Las redes sociales, los blogs y demás escaparates virtuales están acabando con espacios reservados antes a la intimidad como el que ocupaba el diario personal. La bitácora de lo que hacemos, comemos, leemos, vemos, pensamos, odiamos, los viajes que hacemos, reivindicamos, los estados de ánimo que atravesamos y el resto de vaivenes cotidianos que arrastra esta especie nuestra llamada humana, quedan en muchos casos expuestos en este mundo raro en el que los amigos no siempre son tan amigos como parecen (basta con un clic), y aparecen con el maquillaje que esa conciencia de lo público presupone. La autocensura está sentada a nuestro lado, con cara de cínica, cuando escribimos algo que sabemos que va a ser leído (por personas conocidas o no) y nuestra verdad queda arrinconada, por lo que se pierde así una de las misiones principales de ese diario: el desahogo y conocimiento de uno mismo. León Tolstoi, un gran aficionado a los diarios y que como tantos otros escritores célebres publicó también (mucho antes de la era Facebook) algunos de esos tomos de pensamientos personales, decía que «cuando uno escribe un diario, percibe de inmediato cualquier cosa que sea falsa». Y es cierto, ante el papel y la soledad, y con la convicción de que aquello será un documento secreto que no saldrá de allí (a no ser que el autor de ese diario se convierta en un personaje relevante y sus herederos traicionen su memoria por un maldito puñado de dólares), uno es más natural, más auténtico y no se esmera en fingir ser quien no es.
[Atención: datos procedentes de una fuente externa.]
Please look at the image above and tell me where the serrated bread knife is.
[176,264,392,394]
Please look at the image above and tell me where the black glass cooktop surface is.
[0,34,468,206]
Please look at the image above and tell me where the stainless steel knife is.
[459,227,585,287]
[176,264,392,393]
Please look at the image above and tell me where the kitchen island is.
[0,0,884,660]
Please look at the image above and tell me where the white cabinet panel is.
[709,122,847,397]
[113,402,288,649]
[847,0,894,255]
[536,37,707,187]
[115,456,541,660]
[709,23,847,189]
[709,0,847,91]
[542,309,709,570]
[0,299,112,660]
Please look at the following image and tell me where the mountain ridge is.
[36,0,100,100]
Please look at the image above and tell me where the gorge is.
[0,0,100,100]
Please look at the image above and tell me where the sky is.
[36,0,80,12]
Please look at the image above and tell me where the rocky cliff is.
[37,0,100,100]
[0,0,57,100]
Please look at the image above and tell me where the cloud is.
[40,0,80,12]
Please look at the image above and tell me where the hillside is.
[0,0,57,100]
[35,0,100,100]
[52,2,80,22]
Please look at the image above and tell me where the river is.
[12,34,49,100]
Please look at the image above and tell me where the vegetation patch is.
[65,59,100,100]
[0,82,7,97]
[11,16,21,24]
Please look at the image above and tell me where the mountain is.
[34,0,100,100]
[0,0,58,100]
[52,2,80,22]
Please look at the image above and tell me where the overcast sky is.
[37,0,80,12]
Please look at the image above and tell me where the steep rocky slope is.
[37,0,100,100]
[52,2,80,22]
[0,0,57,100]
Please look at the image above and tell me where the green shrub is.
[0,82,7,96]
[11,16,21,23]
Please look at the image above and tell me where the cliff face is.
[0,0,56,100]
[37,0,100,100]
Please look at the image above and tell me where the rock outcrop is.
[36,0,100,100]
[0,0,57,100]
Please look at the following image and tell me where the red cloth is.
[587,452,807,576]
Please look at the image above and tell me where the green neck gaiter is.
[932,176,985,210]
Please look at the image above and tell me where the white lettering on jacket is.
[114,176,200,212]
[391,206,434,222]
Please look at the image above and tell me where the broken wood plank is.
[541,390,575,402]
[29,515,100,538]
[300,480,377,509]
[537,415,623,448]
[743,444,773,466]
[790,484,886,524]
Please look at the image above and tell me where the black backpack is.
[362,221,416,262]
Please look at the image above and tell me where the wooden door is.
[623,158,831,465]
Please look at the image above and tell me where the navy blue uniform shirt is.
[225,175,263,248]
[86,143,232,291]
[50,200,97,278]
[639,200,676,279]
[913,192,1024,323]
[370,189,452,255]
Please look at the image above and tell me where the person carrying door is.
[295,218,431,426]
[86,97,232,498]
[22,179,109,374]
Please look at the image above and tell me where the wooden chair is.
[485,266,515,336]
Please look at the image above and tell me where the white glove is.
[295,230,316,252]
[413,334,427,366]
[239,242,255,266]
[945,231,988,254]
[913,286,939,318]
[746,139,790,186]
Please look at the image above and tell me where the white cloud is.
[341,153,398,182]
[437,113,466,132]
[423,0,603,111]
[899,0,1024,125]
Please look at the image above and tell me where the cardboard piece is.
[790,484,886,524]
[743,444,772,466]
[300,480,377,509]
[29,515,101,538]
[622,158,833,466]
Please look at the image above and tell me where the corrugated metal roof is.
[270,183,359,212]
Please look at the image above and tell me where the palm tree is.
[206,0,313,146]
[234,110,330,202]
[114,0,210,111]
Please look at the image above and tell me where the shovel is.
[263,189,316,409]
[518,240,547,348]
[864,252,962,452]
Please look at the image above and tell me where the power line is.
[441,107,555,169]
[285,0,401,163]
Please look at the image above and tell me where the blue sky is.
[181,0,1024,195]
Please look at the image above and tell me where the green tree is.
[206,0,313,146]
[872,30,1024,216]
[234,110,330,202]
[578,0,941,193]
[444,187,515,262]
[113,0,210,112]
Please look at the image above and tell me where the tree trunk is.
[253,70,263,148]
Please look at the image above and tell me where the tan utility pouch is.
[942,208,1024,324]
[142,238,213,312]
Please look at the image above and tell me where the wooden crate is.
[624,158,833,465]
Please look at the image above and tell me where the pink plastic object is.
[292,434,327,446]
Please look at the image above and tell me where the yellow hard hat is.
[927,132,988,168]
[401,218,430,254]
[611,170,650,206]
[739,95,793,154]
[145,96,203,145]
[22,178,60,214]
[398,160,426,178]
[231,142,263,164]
¿Y de qué sirve desenmascararse? Pues son varios, me parece, los beneficios. Puede servir para tratar de poner en orden la cabeza, la etapa vital o, como decía, como mero desahogo, pero es también un trampolín para tomar decisiones, una especie de meditación o paréntesis para estar a solas con uno mismo o una caja (negra) de secretos, da igual la función en cada caso, el caso es que da resultado, y lo importante es escribir cada día, un cuarto de hora es más que suficiente, y si puede ser a mano, mejor. No hace falta ser escritor ni aficionado al arte literario para llevar un diario, porque no se trata de crear una obra de arte –no importa el cómo, importa el qué– y es ésta una terapia como otra cualquiera, pero más barata y sencilla que la media: los únicos requisitos son ser honesto, ser constante y no ponerse límites, además de tener un soporte físico en el que escribir todo aquello que nos ocurre, lo que soñamos y lo que nos atemoriza, ya sea un cuaderno clásico, bolígrafo y papel mediante, o una tableta y todos sus primos tecnológicos. Cada uno encontrará su hábitat, su horario, su escondite.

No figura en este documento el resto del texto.